Das Tuch über ihren Augen war feucht geworden, die Nässe der Verausgabung sammelte sich im leinenen Gewebe. Eine Böe traf sie frontal, sie mussten an Höhe gewonnen haben im sich weitenden Tal, der Pass konnte nicht mehr weit entfernt sein. Kerstin beugte sich weiter vor, ihre rechte Hand löste sich vorsichtig vom Griff, tastete zögerlich und fand Stellans unteren Rücken; sie schob sein Radlershirt nach oben und spürte seine Lendenwirbelsäule mit dem sie umgebenden mageren Fleisch. Die Vorsprünge, die sie fühlte, waren keine Knöpfe, sondern die Fortsätze der Wirbel, die unter der Haut deutlich auszumachen waren. Diese Körperregion zählte zu den vielen, die sie an Stellan so liebte; vielleicht, weil er mit seinen Händen kaum je hier hinfasste, sodass sie die Gewissheit hatte, diese Stelle seines Körpers sei für sie reserviert.

Die Kehren wurden kürzer, ein Indiz dafür, dass die Passhöhe bald erreicht sein musste. Ein Schauer wohliger Ermattung schüttelte sie, als Stellan schließlich sagte, dass sie oben seien und er das Rad zum Stehen bringen wolle.
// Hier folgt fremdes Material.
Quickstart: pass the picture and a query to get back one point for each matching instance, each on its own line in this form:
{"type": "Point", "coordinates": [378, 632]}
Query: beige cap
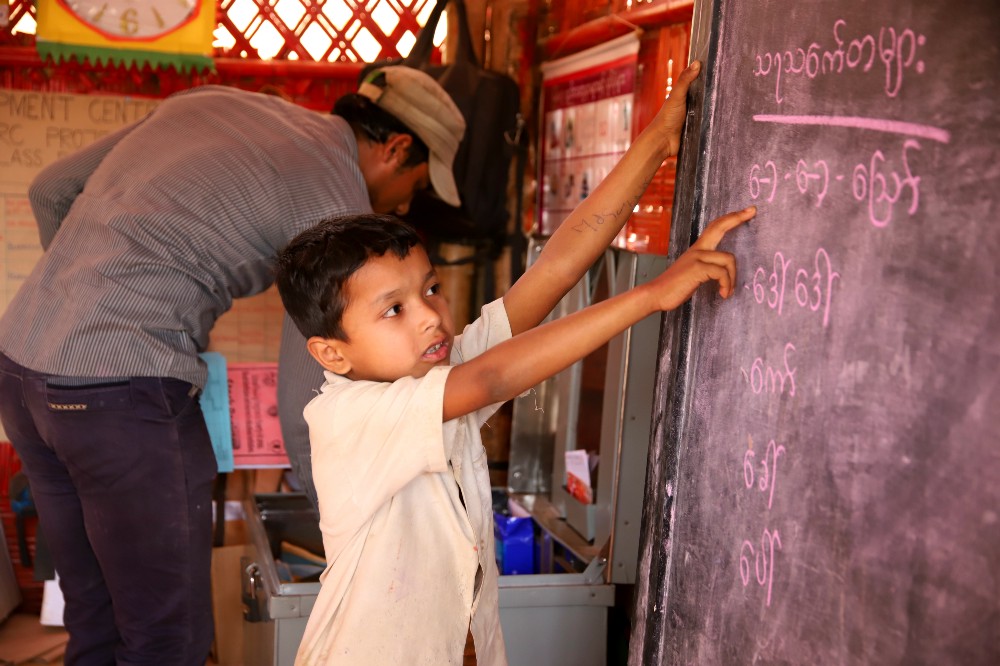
{"type": "Point", "coordinates": [422, 105]}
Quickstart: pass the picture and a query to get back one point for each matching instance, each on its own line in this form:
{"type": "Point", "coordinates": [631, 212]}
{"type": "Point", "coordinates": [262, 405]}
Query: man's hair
{"type": "Point", "coordinates": [313, 270]}
{"type": "Point", "coordinates": [368, 119]}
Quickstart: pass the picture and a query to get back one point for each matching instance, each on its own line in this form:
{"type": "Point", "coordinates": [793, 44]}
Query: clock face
{"type": "Point", "coordinates": [133, 19]}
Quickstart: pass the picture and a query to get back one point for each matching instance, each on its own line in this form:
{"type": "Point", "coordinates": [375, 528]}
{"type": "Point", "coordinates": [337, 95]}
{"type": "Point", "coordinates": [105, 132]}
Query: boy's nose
{"type": "Point", "coordinates": [430, 317]}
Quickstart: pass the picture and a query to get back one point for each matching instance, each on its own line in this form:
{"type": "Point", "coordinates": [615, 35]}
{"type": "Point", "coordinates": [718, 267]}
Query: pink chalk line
{"type": "Point", "coordinates": [891, 126]}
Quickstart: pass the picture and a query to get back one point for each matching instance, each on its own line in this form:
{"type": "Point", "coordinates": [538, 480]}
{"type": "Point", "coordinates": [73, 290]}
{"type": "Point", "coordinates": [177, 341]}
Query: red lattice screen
{"type": "Point", "coordinates": [311, 49]}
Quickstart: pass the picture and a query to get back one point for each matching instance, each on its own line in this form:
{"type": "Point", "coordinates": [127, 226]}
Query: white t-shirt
{"type": "Point", "coordinates": [407, 520]}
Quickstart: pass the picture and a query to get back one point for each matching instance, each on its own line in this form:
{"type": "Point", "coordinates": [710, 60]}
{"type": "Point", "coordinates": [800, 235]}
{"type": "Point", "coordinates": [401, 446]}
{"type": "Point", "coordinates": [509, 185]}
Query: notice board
{"type": "Point", "coordinates": [824, 480]}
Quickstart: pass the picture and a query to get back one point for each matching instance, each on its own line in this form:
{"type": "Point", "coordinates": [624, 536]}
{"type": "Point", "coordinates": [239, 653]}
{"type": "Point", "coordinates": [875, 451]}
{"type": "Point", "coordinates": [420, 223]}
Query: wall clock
{"type": "Point", "coordinates": [141, 20]}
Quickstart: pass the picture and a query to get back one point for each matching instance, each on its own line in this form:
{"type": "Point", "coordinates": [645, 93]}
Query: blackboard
{"type": "Point", "coordinates": [824, 478]}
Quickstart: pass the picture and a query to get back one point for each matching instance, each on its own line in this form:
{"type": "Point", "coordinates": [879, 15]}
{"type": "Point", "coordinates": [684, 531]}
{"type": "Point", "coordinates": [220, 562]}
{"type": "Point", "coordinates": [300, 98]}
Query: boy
{"type": "Point", "coordinates": [404, 493]}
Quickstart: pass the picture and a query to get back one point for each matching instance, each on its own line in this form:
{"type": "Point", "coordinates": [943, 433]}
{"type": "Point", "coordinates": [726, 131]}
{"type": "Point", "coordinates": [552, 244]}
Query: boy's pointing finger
{"type": "Point", "coordinates": [717, 228]}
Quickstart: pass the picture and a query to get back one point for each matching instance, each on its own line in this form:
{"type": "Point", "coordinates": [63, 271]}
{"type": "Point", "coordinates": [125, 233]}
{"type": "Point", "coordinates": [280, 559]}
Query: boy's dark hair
{"type": "Point", "coordinates": [369, 119]}
{"type": "Point", "coordinates": [313, 270]}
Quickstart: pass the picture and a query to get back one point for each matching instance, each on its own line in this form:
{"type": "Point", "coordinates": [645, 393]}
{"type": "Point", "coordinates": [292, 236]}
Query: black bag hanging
{"type": "Point", "coordinates": [490, 103]}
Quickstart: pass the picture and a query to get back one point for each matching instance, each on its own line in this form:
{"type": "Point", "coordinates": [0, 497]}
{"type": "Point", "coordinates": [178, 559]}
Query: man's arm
{"type": "Point", "coordinates": [591, 227]}
{"type": "Point", "coordinates": [56, 187]}
{"type": "Point", "coordinates": [512, 367]}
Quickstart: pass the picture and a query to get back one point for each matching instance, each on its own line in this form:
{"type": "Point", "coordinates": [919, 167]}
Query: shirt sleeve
{"type": "Point", "coordinates": [56, 187]}
{"type": "Point", "coordinates": [368, 440]}
{"type": "Point", "coordinates": [299, 380]}
{"type": "Point", "coordinates": [490, 329]}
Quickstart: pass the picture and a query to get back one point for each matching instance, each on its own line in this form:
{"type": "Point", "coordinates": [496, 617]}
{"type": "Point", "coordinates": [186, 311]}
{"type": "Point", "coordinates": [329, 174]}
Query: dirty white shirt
{"type": "Point", "coordinates": [407, 520]}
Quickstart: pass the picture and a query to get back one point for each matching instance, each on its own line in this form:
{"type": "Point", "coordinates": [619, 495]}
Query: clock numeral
{"type": "Point", "coordinates": [129, 22]}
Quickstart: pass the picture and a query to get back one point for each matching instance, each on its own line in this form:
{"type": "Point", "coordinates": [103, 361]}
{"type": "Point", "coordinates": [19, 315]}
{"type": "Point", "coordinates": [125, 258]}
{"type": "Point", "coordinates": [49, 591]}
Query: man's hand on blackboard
{"type": "Point", "coordinates": [701, 263]}
{"type": "Point", "coordinates": [670, 119]}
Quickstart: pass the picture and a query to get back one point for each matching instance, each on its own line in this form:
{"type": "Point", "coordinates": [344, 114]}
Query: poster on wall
{"type": "Point", "coordinates": [587, 118]}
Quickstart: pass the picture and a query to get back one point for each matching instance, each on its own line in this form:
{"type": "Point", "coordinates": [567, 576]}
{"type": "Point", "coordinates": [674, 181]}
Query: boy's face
{"type": "Point", "coordinates": [397, 322]}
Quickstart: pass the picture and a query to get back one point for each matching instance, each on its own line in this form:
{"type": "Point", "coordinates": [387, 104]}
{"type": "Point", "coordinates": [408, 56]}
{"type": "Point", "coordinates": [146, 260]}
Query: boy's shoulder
{"type": "Point", "coordinates": [364, 397]}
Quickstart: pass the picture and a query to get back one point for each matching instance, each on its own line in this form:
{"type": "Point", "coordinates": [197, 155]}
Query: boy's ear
{"type": "Point", "coordinates": [329, 353]}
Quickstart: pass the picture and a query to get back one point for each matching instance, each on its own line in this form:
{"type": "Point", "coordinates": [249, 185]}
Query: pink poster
{"type": "Point", "coordinates": [253, 405]}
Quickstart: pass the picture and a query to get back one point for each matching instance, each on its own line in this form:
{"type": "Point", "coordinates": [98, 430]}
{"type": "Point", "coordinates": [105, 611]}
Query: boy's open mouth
{"type": "Point", "coordinates": [436, 352]}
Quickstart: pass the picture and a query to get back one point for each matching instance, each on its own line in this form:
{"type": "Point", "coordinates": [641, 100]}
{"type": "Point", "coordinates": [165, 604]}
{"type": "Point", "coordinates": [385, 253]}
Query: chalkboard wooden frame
{"type": "Point", "coordinates": [919, 572]}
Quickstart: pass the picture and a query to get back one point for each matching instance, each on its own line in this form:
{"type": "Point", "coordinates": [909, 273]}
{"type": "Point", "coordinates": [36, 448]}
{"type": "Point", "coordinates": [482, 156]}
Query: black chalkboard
{"type": "Point", "coordinates": [824, 480]}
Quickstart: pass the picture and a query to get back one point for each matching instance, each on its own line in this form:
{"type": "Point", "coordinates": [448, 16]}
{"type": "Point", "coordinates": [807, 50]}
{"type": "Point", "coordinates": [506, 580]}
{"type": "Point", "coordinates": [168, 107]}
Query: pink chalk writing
{"type": "Point", "coordinates": [768, 477]}
{"type": "Point", "coordinates": [811, 290]}
{"type": "Point", "coordinates": [896, 50]}
{"type": "Point", "coordinates": [881, 182]}
{"type": "Point", "coordinates": [764, 378]}
{"type": "Point", "coordinates": [881, 189]}
{"type": "Point", "coordinates": [914, 130]}
{"type": "Point", "coordinates": [763, 560]}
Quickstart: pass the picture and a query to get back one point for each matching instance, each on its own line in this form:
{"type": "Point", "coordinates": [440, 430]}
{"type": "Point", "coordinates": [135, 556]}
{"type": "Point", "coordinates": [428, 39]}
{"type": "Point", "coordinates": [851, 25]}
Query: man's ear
{"type": "Point", "coordinates": [397, 148]}
{"type": "Point", "coordinates": [329, 353]}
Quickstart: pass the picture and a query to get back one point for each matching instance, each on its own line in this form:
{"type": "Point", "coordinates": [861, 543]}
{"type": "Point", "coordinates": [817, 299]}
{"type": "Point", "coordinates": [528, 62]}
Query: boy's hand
{"type": "Point", "coordinates": [670, 118]}
{"type": "Point", "coordinates": [701, 263]}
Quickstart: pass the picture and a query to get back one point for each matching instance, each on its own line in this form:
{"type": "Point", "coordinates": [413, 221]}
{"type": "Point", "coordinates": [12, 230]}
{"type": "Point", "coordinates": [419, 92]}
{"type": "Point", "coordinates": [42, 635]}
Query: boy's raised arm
{"type": "Point", "coordinates": [591, 227]}
{"type": "Point", "coordinates": [514, 366]}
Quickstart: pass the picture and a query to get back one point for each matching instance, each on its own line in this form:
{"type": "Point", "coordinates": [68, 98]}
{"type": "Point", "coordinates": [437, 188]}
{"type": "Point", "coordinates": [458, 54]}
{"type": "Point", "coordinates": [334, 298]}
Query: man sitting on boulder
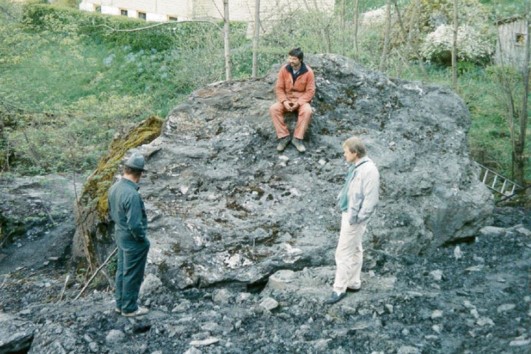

Im Stand löste sie ihre Schuhe vorsichtig aus den Haltespangen der Pedale und nahm den Helm ab. Kaum hatte er ihr das Tuch abgenommen, kniff sie die Lider, zu heftig stach die Sonne aus einem unschuldig blauen Himmel. Hinter ihnen lag Galeria, eingehegt vom Naturhafen, wie eine Kupferader im Stein zog sich die Straße herauf; nach Süden öffnete sich der Hang im sanften Schwung zum Meer nach Girolata, das nur über einen Saumpfad sowie vom Wasser aus erreichbar war. Und im Landesinneren erhob sich der Monte Cinto auf alpine 2.700 Höhenmeter, von hier in klarer Sicht bereit zum Anfassen. So beglückend die Erfahrung der Blindfahrt für Kerstin auch gewesen war, wollte sie sie doch nicht wiederholen. Denn das hieße ja, dass sie Stellan dann nur würde hören, fühlen, riechen und schmecken können. Das wäre ihr aber zu wenig.